In January of 2015, speedrunner Sethbling completed the first-ever “0 Exit” run of Super Mario World in just under six minutes, a speedrun category that requires players to beat the game, reaching a total of zero level exits. Sounds impossible, right? How could a player possibly complete the game without completing even one level? Well, it’s easier said than done, but it involves a glitch called “arbitrary code execution”, or ACE for short, the same glitch used by Ocarina of Time speedrunners to complete the game in under ten minutes, which allows players to trigger the end-game credits early.

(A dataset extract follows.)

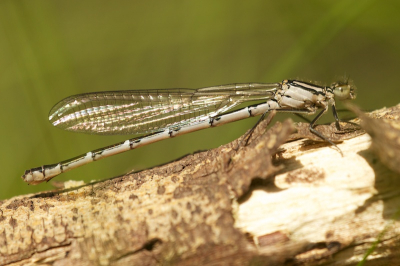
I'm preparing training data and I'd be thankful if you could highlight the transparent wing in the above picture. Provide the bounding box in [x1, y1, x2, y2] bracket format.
[49, 83, 279, 135]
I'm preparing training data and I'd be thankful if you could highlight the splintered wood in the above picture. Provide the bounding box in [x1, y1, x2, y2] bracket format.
[0, 107, 400, 265]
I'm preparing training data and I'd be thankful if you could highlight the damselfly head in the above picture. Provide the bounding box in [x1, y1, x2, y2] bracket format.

The path has been heavily optimized since Sethbling’s six-minute completion, with the world record time sitting at just 41.022 seconds, by the Brazilian speedrunner Furious, who spends more time navigating the menus before starting level one than he does playing it. That’s how incredibly quick this path is. That particular run isn’t on YouTube, but Sethbling’s second-place 41.350 time is, and can be watched below. Don’t worry too much about what he’s doing to set up the ACE just yet, as it will seem like complete nonsense. I will do my best to give a breakdown of what is happening beneath the video.
How Does It Work?
Computer memory is divided up into blocks with associated addresses, that store particular information. One block could, for example, store the x-position of a Koopa shell that is on screen, while another block could store the value associated with any power-ups that Mario may have at that time. If either of these parameters are changed, the value in that block of memory will be updated. Normally, the game knows exactly what blocks of memory to reference and when to do so, as well as what lines of code to execute in response to certain actions or inputs, but what if you accomplish something in the game that the developers did not intend to be possible? What lines of code will the game jump to in response?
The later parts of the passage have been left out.